Green Planet Energy unterstützt den Ausbau von Solarenergie in der Kohleregion und hat sich über den von Solarstrom-plus-Kund:innen gespeisten Fördertopf an den Kosten beteiligt. „Wir waren bereits Stromkunde sowie Genossenschaftsmitglied bei Green Planet Energy – aus Überzeugung, um gemeinsam mit anderen dem Ziel der Energiewende zur Nutzung nachhaltiger Ressourcen ein Stück näher zu kommen“, sagt Ralf. „Wir bemühen uns generell ressourcen-schonend zu leben, machen viel selbst oder kaufen bedachtsam und möglichst regional ein. Da lag es nah, auch das Potenzial brachliegender Dachflächen zu nutzen. Dank des Förderzuschusses konnten wir die PV-Anlage sogar schneller als ursprünglich geplant installieren.“
Solarstrom für das Rheinische Revier
Insbesondere als Einwohner eines ehemals vom Braunkohletagebau bedrohten Dorfes ist es Ralf ein Anliegen, ein Zeichen für die nötige Energiewende zu setzen. „Letzten Endes verdrängt jede regenerativ erzeugte Kilowattstunde Strom den hier noch vorherrschenden Strom aus Braunkohle des benachbarten Tagebaus. Hierzu möchten wir auch den uns möglichen Beitrag leisten und andere ermutigen, dem Beispiel zu folgen.“ Viele Menschen in den Nachbarorten sind fortgezogen, die Verbliebenen möchten die Dörfer zu „Orten der Zukunft“ transformieren. Zwar hat die neue Leitentscheidung nun eine Gebäuderückkaufoption für Eigennutzung eingeräumt; die fruchtbare Landschaft gehört jedoch größtenteils dem Tagebaubetreiber.
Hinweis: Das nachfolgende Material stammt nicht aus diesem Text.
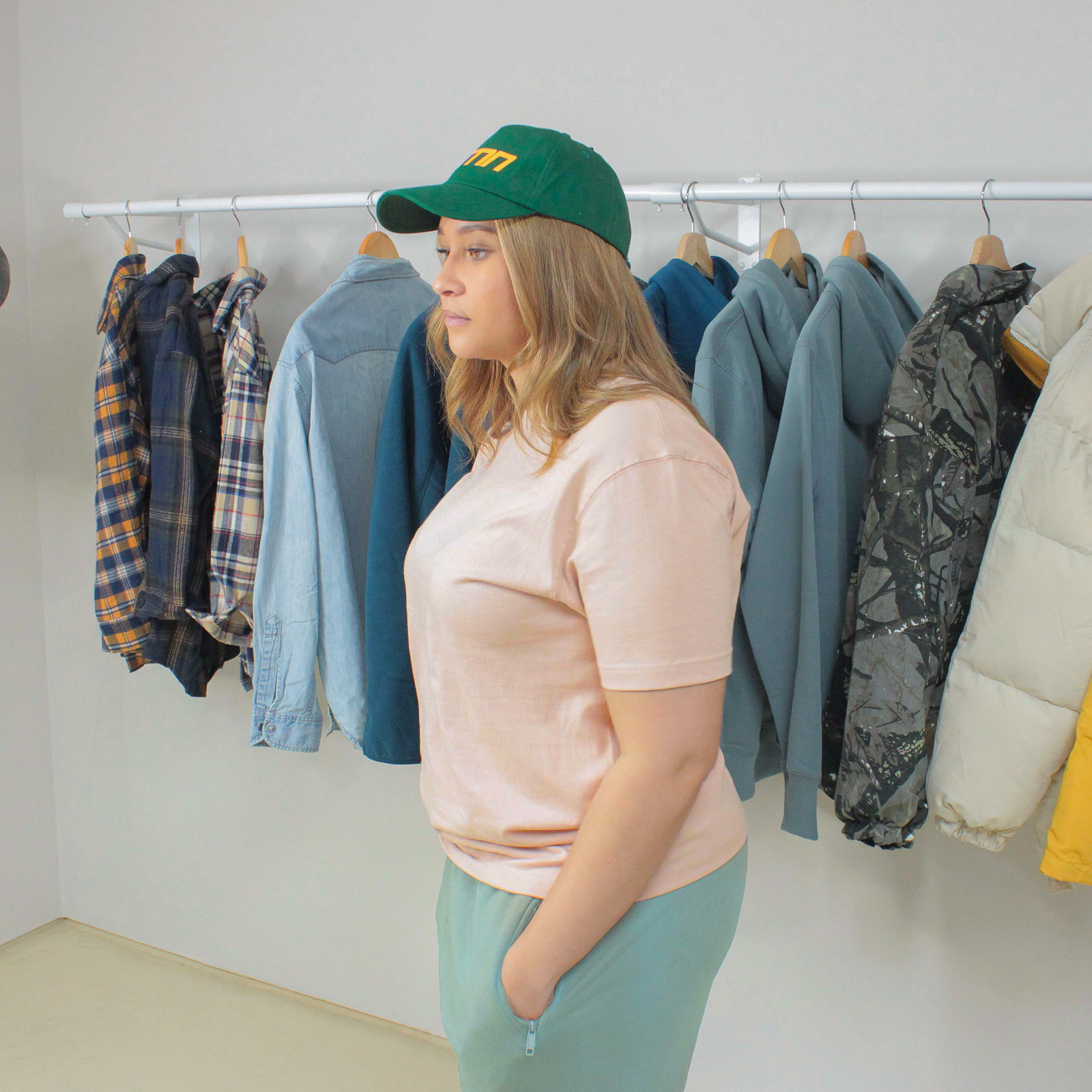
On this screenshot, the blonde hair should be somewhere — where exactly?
[427,214,708,475]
„Zeit meines Lebens habe ich den fortschreitenden Braunkohletagebau mit den verschwindenden Dörfern und Landschaften vor Augen. Ein Teil meiner Familie und viele Freunde kommen aus den Nachbarorten. Meine Großeltern stammen beispielsweise aus Keyenberg, andere aus Unterwestrich – den Dörfern, die nun am nächsten am Tagebau liegen. Hiermit verbinden mich viele Kindheitserinnerungen.“ Durch Aufenthalte an anderen Orten in der Welt sind Ralf Werth neben dem Heimatverlust auch immer mehr die globalen Zusammenhänge und deren Auswirkungen auf die Umwelt sowie soziale Aspekte bewusst geworden. „Das hat uns dazu bewogen, dass wir uns konstruktiv und gemeinsam mit anderen in der Aufklärung von Politik und Bevölkerung engagieren. Und letztlich hat unser Engagement auch Wirkung gezeigt.“
Der zweite Teil der Serie „Solarstrom fürs Kohlerevier“ erscheint in einer Woche. Die Beiträge in der Übersicht:
- Zurück in die Zukunft, zurück ins Rheinische Revier
- (K)eine Spinnerei: Solaranlage in der Lausitz
- Kuckum im Rheinischen Revier: Gerettet – und jetzt?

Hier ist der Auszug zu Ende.